Sunday, 19 October 2014

Cargo To Move




The weather is fresh, wet and windy and takes me back sixty years to an October morning when the Sergeant told us to wear our fatigues (denims) for morning parade and to lay out our kit first to be checked.

The reason for the departure from mindless bull and square bashing was simple.  We were on standby to go to Southampton Docks to take over the work of the striking dockers.  This meant that what might have been the worst part of our national service became a strange interlude of relative sanity.

Churchill and his cabinet had run out of patience with the London dockers who were looking to a national dock strike.  The far Left and men like Jack Dash (see Wikipedia) were seeking to exert control over crucial parts of the economy to bring about a Stalinist revolution.

It was about four years later that I met Jack Dash after one of his talks.  We had things in common.  He was the same age as my father.  Both had been useful boxers and dock work was in the family.

The point of our brief discussion was that had the Army gone in and been allowed to do the work in the way it wanted the result might have been that they would have shifted twice as much cargo in half the time. Jack Dash had been in the Army at one time and knew the risks.

Had the strike lasted a lengthy period instead of ships queuing for berths there would have been berths ready and waiting for them.  It would have laid bare the inefficiency, inadequate facilities, the bane of demarcation issues and the antique management and administration of the docks at that time.

Much of the paperwork was 19th Century in form and function.  Across so many areas of work Britain was slow to change not just in working practices but in supervision, management and many other ways.

It was in this period, 1955, that Anthony Eden became Prime Minister, called an election and increased the Tory majority from a marginal figure to a working one.  At the time there was a strong modernising group in the Party relating to the domestic economy and society and their message appealed to many of the electorate as did concern over trade union power.

But Eden's interest lay in Foreign Affairs and it was here that he blundered into the Suez Crisis by which he came to be known to history.  Whether it was fully his idea or the benzedrine he was on at the time is now a matter of debate.  He failed and we had Macmillan, another Foreign Affairs man who avoided difficult decisions in home policy.

What is striking is the way much of Tory domestic policy in the brief time of Churchill's later period running into the time of Eden prefigured that of Margaret Thatcher twenty and more year later.  After it was the lost generation of British politics when we failed to admit, recognise and deal with the changes that were under way.

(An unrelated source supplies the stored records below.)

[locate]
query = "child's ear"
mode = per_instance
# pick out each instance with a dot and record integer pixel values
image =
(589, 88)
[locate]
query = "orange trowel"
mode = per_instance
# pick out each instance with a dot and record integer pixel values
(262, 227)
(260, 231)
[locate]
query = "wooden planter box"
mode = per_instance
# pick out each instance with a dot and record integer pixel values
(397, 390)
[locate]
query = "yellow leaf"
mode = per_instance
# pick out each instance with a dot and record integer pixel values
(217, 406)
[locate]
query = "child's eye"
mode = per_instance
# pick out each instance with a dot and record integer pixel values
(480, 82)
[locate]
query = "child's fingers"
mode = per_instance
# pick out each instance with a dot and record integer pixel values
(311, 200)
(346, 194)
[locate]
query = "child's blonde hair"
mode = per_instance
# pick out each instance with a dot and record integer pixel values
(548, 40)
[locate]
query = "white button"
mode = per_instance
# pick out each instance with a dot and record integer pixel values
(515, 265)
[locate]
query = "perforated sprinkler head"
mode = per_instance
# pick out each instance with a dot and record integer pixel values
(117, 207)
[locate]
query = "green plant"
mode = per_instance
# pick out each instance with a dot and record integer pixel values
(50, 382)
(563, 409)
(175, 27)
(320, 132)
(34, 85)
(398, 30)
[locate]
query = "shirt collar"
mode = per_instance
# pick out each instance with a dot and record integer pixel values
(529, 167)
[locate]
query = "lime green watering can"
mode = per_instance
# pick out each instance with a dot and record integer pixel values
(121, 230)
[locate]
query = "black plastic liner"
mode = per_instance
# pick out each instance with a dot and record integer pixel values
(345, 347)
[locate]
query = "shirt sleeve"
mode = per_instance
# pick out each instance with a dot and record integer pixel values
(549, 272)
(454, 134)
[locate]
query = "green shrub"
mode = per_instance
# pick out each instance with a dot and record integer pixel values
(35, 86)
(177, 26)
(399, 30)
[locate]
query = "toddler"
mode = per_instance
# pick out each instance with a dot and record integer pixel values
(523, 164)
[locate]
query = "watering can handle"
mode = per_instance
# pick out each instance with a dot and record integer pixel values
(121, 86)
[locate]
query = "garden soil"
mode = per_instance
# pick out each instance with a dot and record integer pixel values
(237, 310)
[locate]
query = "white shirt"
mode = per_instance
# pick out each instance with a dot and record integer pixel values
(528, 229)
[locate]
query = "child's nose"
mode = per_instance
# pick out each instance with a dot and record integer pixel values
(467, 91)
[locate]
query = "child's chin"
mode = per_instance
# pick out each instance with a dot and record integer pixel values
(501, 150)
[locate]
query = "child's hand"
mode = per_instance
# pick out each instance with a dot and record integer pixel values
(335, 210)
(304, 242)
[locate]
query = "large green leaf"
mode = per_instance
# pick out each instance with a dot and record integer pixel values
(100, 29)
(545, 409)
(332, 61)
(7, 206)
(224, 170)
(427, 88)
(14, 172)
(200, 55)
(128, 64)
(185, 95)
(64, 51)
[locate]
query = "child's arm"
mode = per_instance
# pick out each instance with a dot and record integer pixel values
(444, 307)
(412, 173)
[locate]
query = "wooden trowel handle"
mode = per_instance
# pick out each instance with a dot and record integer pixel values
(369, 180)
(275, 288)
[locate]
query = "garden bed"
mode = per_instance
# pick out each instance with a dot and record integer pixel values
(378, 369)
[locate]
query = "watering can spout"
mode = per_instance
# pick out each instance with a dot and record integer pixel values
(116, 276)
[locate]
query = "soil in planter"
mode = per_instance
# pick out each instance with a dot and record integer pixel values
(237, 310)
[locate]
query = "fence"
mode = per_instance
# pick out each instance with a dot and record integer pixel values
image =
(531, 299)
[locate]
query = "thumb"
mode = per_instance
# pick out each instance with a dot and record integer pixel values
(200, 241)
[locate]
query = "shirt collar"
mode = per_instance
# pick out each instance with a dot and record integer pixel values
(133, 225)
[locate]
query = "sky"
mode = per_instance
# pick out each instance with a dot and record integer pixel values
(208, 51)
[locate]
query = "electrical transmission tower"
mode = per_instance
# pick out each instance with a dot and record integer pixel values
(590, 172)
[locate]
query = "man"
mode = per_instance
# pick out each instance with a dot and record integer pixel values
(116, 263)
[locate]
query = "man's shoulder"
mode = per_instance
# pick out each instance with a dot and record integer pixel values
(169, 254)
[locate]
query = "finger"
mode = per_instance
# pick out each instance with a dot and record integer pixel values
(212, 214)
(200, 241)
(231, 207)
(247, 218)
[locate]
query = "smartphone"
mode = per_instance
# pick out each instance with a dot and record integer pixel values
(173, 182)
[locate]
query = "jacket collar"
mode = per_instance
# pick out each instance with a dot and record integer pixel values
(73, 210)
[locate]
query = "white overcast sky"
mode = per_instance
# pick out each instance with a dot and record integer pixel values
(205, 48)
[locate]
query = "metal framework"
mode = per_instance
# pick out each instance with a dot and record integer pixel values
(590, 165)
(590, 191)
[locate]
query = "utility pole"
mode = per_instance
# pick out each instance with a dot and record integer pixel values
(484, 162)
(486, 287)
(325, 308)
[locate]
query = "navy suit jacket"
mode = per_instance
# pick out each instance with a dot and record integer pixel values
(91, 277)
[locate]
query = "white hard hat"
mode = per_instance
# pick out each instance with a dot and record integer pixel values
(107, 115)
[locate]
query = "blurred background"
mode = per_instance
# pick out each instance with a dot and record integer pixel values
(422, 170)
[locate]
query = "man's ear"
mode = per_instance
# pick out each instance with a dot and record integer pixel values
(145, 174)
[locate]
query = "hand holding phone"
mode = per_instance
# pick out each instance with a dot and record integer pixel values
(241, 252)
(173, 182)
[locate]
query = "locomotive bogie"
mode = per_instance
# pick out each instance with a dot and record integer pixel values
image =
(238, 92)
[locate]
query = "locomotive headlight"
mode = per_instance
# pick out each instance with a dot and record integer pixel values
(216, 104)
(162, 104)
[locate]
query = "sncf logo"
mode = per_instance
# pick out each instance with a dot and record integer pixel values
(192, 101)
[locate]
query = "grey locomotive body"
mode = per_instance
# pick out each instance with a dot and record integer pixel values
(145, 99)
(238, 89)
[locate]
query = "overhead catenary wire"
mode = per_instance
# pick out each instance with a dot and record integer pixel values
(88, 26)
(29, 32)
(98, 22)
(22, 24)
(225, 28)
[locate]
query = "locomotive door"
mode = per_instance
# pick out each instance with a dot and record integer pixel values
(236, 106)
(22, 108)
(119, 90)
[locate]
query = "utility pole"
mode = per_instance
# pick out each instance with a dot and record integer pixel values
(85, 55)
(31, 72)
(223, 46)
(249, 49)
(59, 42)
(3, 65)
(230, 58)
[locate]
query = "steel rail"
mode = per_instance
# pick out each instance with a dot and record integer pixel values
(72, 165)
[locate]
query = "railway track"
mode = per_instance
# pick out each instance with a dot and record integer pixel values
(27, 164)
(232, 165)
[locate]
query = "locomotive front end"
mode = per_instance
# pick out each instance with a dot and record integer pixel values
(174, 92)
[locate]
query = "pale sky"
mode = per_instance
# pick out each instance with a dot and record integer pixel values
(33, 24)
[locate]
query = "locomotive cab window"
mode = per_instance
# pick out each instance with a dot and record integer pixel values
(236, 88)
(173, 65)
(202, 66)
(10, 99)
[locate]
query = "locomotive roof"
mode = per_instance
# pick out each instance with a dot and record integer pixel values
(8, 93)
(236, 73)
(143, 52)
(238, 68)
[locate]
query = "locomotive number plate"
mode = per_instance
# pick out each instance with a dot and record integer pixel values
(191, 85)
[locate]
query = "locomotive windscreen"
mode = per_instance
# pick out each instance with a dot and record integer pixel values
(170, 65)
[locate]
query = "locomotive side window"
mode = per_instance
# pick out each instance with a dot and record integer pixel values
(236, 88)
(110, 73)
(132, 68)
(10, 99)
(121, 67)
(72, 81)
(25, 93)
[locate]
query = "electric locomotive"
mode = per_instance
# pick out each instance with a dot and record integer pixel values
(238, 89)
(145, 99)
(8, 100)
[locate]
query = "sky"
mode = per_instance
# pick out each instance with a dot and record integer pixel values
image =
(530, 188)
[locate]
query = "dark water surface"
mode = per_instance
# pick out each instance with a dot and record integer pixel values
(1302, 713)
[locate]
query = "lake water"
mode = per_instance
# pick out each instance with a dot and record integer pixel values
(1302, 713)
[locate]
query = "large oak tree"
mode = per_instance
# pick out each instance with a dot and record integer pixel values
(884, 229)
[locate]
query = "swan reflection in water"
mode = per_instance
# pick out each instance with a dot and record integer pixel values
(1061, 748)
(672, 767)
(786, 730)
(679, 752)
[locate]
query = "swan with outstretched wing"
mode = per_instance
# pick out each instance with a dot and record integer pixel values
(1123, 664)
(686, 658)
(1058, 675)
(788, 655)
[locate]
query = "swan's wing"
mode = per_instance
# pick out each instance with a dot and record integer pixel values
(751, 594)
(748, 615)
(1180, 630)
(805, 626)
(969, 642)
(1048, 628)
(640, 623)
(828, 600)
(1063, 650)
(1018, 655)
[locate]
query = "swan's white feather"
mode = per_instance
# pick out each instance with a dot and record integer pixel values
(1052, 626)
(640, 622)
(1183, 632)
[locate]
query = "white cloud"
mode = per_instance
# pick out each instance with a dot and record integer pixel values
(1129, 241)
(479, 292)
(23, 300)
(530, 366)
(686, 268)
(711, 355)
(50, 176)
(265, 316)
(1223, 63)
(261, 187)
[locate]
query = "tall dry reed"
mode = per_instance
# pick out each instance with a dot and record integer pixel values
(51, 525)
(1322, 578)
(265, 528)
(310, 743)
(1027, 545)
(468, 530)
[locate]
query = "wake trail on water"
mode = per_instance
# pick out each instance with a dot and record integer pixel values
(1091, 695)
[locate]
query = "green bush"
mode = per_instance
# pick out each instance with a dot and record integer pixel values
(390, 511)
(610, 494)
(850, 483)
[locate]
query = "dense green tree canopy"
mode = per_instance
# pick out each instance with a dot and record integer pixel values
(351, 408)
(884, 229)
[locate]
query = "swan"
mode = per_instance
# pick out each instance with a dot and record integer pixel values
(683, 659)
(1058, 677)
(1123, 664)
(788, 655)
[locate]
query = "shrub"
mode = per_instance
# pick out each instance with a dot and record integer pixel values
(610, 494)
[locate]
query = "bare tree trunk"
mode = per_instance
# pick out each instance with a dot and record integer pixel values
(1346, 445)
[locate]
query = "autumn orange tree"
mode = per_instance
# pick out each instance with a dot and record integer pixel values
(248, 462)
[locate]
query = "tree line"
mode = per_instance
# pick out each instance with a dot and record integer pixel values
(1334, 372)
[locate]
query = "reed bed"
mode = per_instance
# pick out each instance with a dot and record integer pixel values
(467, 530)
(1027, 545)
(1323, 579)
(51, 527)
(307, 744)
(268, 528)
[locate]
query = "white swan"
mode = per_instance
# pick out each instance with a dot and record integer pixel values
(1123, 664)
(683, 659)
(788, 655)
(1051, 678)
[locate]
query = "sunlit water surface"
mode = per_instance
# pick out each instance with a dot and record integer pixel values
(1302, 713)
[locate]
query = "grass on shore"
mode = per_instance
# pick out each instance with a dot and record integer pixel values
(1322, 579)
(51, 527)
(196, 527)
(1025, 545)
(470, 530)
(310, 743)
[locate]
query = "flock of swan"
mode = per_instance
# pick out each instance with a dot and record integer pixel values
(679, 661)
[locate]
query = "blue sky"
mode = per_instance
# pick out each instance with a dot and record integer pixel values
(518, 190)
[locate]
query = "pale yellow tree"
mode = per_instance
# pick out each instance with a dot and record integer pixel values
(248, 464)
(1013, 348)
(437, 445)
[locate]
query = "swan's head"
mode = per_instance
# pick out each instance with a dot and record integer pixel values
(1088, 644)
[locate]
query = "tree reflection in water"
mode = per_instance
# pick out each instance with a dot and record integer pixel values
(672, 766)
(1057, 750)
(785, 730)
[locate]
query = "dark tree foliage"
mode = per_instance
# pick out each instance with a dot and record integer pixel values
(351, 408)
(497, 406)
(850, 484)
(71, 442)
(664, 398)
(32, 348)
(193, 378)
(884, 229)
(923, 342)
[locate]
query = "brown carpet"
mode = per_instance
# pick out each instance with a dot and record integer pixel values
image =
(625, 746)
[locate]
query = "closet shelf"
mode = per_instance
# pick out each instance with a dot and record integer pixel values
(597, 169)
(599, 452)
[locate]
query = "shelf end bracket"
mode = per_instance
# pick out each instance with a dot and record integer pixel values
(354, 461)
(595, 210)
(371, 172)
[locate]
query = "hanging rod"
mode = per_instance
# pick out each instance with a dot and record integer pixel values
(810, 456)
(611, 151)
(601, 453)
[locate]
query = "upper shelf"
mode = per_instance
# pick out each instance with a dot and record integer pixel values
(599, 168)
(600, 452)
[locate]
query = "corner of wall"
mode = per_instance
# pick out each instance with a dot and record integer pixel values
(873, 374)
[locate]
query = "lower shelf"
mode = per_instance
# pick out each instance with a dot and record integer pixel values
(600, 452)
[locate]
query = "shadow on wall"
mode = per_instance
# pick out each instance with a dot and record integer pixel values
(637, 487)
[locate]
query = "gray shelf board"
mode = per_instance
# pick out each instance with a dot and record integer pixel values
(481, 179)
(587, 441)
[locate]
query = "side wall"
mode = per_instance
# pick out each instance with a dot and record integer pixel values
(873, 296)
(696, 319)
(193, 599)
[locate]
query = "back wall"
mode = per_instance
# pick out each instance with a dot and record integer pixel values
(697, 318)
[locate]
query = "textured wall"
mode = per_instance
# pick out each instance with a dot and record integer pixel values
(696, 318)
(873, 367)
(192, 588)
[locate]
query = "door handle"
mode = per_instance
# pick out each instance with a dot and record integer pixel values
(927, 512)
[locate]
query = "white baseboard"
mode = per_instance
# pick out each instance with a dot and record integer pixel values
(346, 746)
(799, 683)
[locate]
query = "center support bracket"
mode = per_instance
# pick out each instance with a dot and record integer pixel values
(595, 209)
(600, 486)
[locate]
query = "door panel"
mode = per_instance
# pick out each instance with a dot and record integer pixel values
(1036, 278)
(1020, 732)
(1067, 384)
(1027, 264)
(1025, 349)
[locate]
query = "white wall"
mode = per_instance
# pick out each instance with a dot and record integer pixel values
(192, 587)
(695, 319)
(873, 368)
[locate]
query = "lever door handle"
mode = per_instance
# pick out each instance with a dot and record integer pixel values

Hugh Gaitskell, for a short period Leader of Labour after Attlee, recognised it but he died too soon and we had Wilson, a numbers man who fiddled the figures and sincerely believed that a statistical plan would work.  Heath took us into Europe as the answer and now we realise that Europe is the problem.

It is one of the "What If's" of history.  Overall the Eden cabinet had a strong bias to Foreign Affairs.  There was still the view that the future lay in being a "Great Power" and the economy was a secondary priority.  Had he structured his cabinet to provide a better balance and to realise  and grasp the greater need for far attention to domestic issues it might have been very different.

For some time Jack Dash and others had their day.  But the world had begun to change more radically than any of them knew or might understand.  Containerisation of cargo had begun, which transformed transport costs and capability and now the old docks have gone.

And so have the dockers.

1 comment:

  1. "a numbers man who fiddled the figures"

    Which became the preferred option for budding politicians.